Figure 1. Program the BBR Key from Hardware Window
The Program BBR Key dialog box appears.
Figure 2. Program BBR Key - UltraScale and UltraScale+
In the Program BBR Key dialog box, specify the AES key file (.nky) and Enable DPA PROTECT:
AES key file (.nky)
- Specify the AES key file (.nky) by typing the file name or navigating to the desired file. After specifying a valid .nky file, the AES key field automatically fills in.
Enable DPA PROTECT
Note: For more details on the BBR AES key and DPA_PROTECT feature refer to the UltraScale Architecture Configuration User Guide (UG570).

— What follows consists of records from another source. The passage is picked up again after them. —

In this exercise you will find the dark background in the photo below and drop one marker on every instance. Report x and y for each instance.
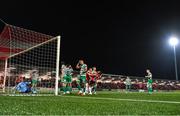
(122, 37)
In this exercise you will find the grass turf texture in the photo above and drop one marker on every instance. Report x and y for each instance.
(70, 105)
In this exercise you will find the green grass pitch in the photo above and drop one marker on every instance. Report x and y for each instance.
(104, 103)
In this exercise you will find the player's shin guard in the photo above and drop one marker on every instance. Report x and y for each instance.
(79, 87)
(64, 89)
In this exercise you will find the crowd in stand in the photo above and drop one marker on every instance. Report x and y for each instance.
(137, 84)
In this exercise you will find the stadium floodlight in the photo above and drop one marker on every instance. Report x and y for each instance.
(173, 41)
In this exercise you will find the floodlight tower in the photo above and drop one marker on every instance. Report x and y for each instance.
(173, 41)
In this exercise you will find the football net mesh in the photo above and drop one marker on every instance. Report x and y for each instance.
(30, 57)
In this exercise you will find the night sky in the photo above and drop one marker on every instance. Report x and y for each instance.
(124, 37)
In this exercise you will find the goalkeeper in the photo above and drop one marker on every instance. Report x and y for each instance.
(34, 77)
(67, 79)
(149, 82)
(82, 79)
(23, 87)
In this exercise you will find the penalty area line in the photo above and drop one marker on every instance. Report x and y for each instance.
(130, 100)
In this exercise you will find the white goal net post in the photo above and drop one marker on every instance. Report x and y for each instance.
(29, 56)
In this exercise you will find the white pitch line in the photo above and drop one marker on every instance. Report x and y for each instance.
(130, 100)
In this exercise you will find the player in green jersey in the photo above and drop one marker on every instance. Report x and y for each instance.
(67, 79)
(82, 78)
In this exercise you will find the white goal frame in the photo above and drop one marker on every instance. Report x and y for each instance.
(58, 38)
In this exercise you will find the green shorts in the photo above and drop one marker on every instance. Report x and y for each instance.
(34, 82)
(67, 79)
(82, 79)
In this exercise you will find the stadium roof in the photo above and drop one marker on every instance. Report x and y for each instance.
(14, 39)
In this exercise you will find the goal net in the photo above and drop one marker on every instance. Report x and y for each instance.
(29, 61)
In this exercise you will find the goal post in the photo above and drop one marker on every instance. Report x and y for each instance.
(57, 64)
(30, 57)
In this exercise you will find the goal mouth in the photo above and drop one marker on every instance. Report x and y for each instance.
(31, 57)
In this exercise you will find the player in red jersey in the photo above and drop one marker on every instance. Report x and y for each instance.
(93, 78)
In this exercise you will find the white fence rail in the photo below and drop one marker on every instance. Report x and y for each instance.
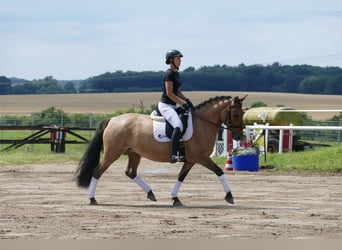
(250, 128)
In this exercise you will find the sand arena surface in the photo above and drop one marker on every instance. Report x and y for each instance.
(43, 202)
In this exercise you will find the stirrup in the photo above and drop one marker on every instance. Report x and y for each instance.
(176, 158)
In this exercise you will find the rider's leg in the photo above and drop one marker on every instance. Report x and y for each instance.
(176, 135)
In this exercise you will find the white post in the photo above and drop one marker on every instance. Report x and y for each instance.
(225, 142)
(281, 138)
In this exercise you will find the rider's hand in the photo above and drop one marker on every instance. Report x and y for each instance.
(186, 106)
(191, 106)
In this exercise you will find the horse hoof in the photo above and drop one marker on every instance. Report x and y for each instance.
(93, 201)
(229, 198)
(177, 202)
(151, 196)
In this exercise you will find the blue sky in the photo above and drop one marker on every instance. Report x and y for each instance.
(77, 39)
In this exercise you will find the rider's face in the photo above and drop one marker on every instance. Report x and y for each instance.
(177, 61)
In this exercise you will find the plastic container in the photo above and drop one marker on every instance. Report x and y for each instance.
(246, 163)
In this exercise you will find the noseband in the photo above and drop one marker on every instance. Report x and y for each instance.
(230, 126)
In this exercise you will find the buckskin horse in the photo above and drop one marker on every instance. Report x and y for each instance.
(132, 134)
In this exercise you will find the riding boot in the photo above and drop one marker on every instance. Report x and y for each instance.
(176, 135)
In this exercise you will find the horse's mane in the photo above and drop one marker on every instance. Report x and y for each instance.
(212, 99)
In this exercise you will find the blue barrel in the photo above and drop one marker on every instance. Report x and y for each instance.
(245, 163)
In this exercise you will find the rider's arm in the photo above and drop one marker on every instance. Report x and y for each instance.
(177, 99)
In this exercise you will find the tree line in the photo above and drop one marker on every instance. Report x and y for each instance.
(271, 78)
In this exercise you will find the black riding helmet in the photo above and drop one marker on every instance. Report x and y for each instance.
(171, 54)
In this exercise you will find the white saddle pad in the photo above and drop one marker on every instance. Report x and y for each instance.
(159, 130)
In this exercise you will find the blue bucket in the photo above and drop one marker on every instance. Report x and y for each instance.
(246, 163)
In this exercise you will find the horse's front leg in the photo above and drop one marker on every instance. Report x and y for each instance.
(208, 163)
(181, 176)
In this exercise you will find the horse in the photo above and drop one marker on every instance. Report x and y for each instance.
(132, 134)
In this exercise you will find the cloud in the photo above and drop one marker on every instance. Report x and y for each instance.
(78, 39)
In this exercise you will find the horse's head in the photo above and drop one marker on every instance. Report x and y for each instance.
(233, 117)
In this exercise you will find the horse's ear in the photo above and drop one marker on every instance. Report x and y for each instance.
(243, 98)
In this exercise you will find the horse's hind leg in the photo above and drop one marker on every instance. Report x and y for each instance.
(181, 177)
(98, 171)
(131, 172)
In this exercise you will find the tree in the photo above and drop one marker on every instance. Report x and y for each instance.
(5, 85)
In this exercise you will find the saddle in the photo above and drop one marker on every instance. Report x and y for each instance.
(162, 129)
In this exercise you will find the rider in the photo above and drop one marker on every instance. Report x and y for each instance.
(172, 96)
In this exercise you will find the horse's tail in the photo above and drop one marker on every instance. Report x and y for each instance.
(91, 157)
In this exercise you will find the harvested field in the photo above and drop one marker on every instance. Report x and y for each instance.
(43, 202)
(110, 102)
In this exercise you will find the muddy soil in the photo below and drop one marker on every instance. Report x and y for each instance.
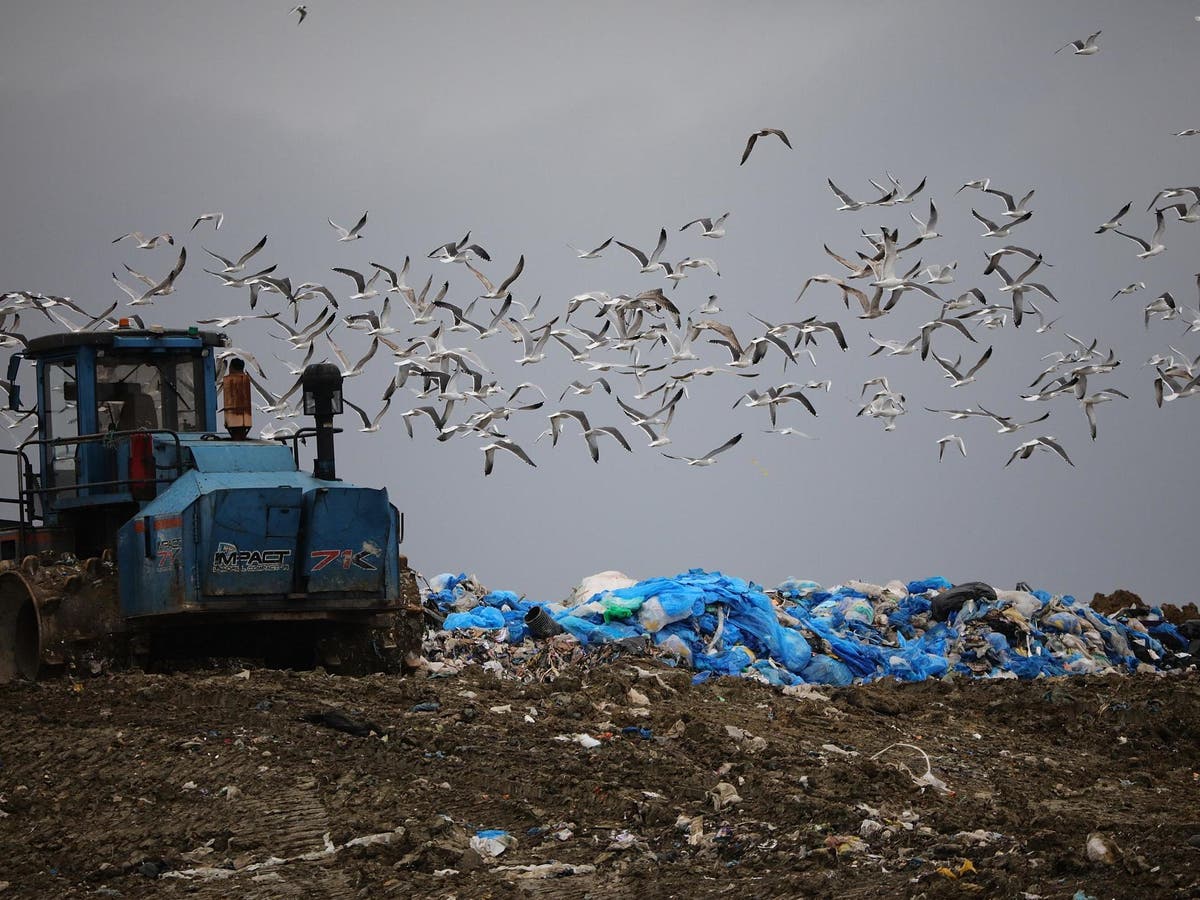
(214, 784)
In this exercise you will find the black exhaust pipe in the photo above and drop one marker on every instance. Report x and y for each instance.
(322, 384)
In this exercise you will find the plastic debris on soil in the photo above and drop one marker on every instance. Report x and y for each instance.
(801, 633)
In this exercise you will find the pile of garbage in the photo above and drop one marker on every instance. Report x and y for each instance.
(802, 633)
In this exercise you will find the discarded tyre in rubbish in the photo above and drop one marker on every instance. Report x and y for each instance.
(541, 624)
(951, 601)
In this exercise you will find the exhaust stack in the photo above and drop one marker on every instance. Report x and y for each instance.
(322, 384)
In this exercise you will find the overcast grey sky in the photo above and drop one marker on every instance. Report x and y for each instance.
(535, 124)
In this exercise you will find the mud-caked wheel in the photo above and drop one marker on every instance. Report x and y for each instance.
(21, 634)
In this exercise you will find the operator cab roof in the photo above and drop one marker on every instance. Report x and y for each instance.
(125, 339)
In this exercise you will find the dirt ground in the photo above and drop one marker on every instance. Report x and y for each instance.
(213, 784)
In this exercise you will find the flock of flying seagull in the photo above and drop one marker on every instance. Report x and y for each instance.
(640, 347)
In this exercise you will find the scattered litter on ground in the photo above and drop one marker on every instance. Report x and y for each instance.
(801, 633)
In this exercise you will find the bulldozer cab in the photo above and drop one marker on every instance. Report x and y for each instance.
(100, 397)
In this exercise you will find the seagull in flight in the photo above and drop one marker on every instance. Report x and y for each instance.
(370, 425)
(349, 234)
(927, 231)
(849, 204)
(459, 251)
(762, 133)
(498, 293)
(160, 289)
(1044, 443)
(1086, 47)
(711, 456)
(1000, 231)
(951, 439)
(216, 219)
(1152, 247)
(709, 227)
(955, 376)
(1012, 209)
(1115, 222)
(502, 444)
(145, 243)
(1090, 401)
(231, 267)
(594, 253)
(649, 263)
(1129, 289)
(366, 288)
(978, 185)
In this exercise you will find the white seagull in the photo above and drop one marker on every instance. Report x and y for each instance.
(711, 456)
(1086, 47)
(1155, 246)
(349, 234)
(949, 439)
(709, 227)
(762, 133)
(594, 253)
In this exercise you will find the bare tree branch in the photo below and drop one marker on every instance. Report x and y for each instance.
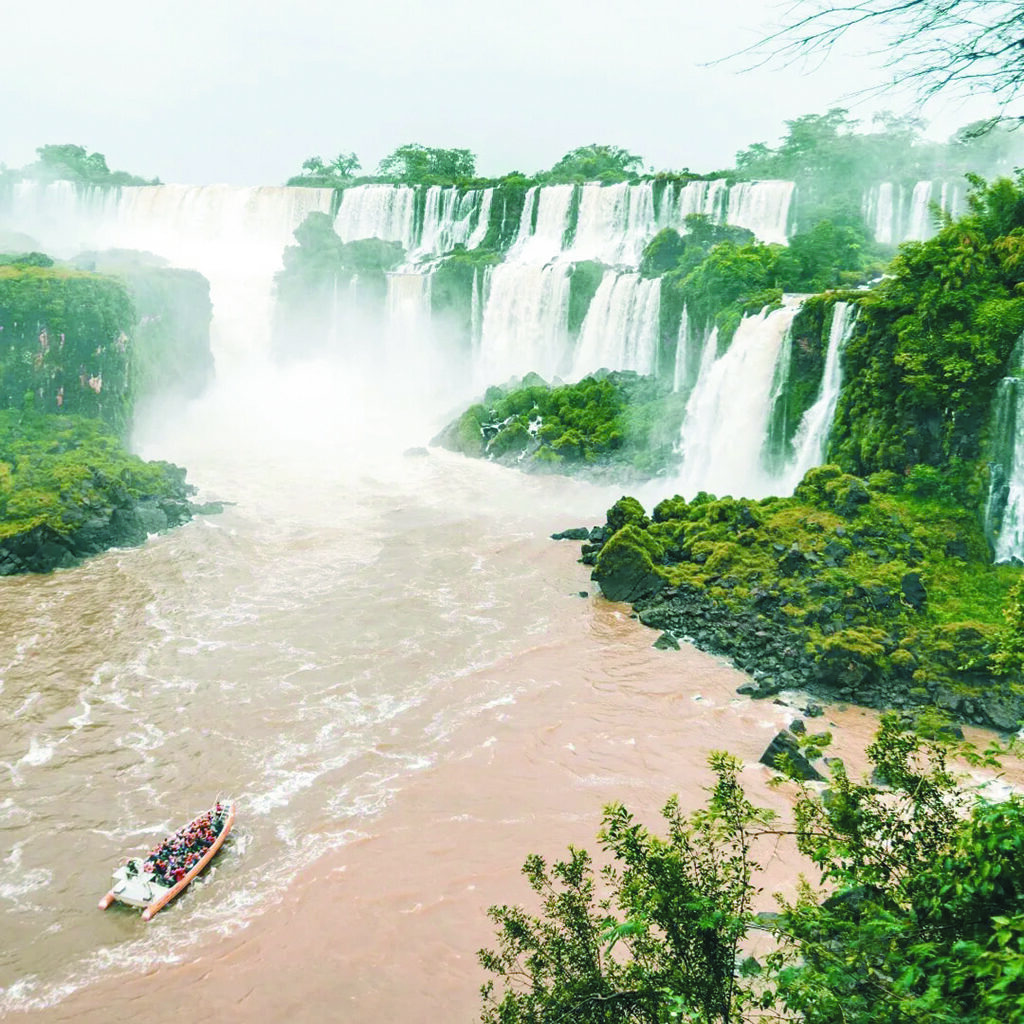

- Check the Enable DPA PROTECT check box.
- Specify the DPA_COUNT value. The valid range is 1-256 when enabled.
Click OK, to have the Hardware Manager program load the key into the BBR.
After programming the key, program the FPGA with an encrypted bitstream that:
- was encrypted using the same AES key as was loaded into BBR.
- had BBRAM selected as the specified encryption key location.
Important: For UltraScale devices, if you download an encrypted bitstream (which uses the BBR as the key source) before programming the key into the BBR register, the FPGA device will lock up and you will not be able to load the BBR key. You can still download unencrypted bitstreams, but you will not be able to download encrypted bitstreams because the FPGA device will prevent you from downloading a key into BBR. You must power-cycle the board to unlock the UltraScale device and then reload the BBR key.Important: When
verify_hw_devicesis performed on the BBR key, an error will be shown. To verify the BBR key, the user should test this by programming the FPGA with a bitstream that has the key. Vivado does not support any post BBR program verify option to verify the programmed BBR key.